Over the past month we've been publishing the results of our Fall 2010 NBCC Reads survey, in which we asked our membership and past winners and finalists for out-of-print works of fiction or nonfiction that ought to be newly republished. Here are a couple of recent responses we received (click here to read all the responses).
Janice Harayda wrote, “I'd love to see Penguin reprint How to Be Well-Versed in Poetry (Viking hc, 1990; Penguin pap., 1992), compiled by E. O. Parrott, a book that explains most of the verse forms used in the English language via hundreds of brief, witty poems that embody those forms. A poem about heroic couplets by Martin Fagg begins: 'A form with very tight parameters, / Heroic couplets use pentameters.' And a poem about the clerihew, invented by Edmund Clerihew Bentley, says: 'E.C. Bentley/Quite accidently/Invented this verse form of wit/And this is it.' How to Be Well-Versed in Poetry isn't just highly entertaining — it's a wonderful tool for teaching poetry.
“I would also rejoice if Oxford University Press reprinted its one-volume paperback edition of the complete novels of Jane Austen. There is a desperate need for a compact, one-volume paperback edition of all Austen's novels, published by anyone; Penguin has one, but it doesn't quite fill both because the trim size is too large, it's a little to heavy, and it has errors, none of which married the OUP edition. The OUP volume on Austen was part of a series, tragically out of print, that also collected all the work or the major work of other authors.”
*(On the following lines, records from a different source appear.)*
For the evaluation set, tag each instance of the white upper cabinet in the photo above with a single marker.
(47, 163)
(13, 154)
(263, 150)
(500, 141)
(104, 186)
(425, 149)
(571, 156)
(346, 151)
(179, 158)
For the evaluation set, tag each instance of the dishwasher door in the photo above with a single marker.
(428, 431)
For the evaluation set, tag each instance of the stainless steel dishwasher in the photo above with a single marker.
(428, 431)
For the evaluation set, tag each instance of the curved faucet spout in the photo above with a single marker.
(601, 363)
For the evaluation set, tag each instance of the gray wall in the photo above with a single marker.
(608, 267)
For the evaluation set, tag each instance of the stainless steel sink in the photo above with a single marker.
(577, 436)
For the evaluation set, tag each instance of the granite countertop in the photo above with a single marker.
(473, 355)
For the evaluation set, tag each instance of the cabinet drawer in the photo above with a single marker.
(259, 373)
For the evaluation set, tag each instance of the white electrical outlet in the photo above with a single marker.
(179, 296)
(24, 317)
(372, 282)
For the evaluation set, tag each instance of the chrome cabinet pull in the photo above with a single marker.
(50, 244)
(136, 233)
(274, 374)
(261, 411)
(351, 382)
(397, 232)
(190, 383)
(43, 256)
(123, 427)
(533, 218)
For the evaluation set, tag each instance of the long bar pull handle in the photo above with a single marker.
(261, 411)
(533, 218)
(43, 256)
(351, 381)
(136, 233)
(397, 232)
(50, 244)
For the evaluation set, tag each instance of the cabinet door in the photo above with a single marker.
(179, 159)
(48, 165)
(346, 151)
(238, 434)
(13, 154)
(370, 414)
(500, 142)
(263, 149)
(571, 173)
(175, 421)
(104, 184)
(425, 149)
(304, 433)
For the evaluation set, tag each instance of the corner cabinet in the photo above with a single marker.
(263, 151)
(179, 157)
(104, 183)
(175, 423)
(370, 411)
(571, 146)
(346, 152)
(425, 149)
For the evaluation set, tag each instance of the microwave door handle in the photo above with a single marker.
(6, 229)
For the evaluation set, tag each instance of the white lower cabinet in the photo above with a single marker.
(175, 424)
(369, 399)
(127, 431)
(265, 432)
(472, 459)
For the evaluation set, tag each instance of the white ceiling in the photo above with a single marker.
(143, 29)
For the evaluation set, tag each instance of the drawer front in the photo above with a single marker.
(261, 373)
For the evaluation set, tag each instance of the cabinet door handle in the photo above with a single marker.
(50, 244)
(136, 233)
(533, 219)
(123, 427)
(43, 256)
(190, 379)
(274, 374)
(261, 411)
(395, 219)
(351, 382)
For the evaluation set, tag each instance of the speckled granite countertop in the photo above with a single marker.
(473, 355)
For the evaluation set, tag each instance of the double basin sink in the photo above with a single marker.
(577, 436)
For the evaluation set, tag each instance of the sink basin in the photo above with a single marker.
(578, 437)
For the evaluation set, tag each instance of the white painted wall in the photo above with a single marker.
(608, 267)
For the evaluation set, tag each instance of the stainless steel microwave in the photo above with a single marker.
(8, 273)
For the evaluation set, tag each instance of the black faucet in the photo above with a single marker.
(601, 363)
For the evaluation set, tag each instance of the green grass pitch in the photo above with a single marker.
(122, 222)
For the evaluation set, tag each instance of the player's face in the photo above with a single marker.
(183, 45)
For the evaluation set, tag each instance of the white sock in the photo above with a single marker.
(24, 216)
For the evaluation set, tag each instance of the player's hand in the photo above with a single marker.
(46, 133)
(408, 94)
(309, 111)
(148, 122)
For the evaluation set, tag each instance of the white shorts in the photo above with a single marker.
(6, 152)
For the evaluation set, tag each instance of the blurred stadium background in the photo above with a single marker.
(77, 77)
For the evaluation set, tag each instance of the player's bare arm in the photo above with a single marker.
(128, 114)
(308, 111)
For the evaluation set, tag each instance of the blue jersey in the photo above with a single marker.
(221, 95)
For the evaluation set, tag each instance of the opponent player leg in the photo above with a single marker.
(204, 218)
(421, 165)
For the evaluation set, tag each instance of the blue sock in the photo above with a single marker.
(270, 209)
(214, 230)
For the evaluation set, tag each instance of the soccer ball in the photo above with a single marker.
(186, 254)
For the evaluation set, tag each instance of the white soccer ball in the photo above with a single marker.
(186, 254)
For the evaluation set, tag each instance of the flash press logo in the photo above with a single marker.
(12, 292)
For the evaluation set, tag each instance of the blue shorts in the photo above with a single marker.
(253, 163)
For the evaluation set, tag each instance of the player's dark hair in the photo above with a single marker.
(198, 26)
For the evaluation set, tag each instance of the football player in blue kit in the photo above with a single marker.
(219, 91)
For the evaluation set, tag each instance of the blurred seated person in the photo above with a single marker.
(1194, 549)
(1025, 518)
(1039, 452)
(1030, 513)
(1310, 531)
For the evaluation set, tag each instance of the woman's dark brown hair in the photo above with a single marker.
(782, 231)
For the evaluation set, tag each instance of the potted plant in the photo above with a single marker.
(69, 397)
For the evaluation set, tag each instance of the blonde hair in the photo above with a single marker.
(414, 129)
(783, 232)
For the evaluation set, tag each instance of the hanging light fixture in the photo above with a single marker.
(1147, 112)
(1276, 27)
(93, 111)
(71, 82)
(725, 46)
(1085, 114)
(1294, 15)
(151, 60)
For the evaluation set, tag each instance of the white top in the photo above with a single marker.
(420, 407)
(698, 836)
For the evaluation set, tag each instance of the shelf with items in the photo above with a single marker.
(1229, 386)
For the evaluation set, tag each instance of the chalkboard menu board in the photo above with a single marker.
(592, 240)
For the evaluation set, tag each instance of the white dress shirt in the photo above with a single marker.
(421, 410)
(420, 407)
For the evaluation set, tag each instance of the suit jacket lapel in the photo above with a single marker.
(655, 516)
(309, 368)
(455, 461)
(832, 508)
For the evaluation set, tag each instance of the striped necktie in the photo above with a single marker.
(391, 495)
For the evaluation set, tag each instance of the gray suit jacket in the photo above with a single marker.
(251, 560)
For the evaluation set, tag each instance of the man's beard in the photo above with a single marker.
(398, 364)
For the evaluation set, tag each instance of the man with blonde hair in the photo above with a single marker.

Meanwhile, NBCC member Bruce Allen wrote: “I have two suggestions: (1) Calder Willingham's great, neglected 1960 novel Eternal Fire, which did for sex in the dear old southland what War and Peace did for Russia at peace and war during the Napoleonic period; and Harvest of the Lowlands (1945), a generous anthology of literary prose written by modern Dutch authors, most of whom remain neglected or completely unknown to this day, in spite of the heroic efforts of publishers like Archipelago, Dalkey Archive, New Directions, and Open Letter, among a few others. This latter title––whose entire contents appear to be available online (who knew ?)––offers a virtual education in one of the major modern literatures; and it belongs in every self-respecting bookworm's library.”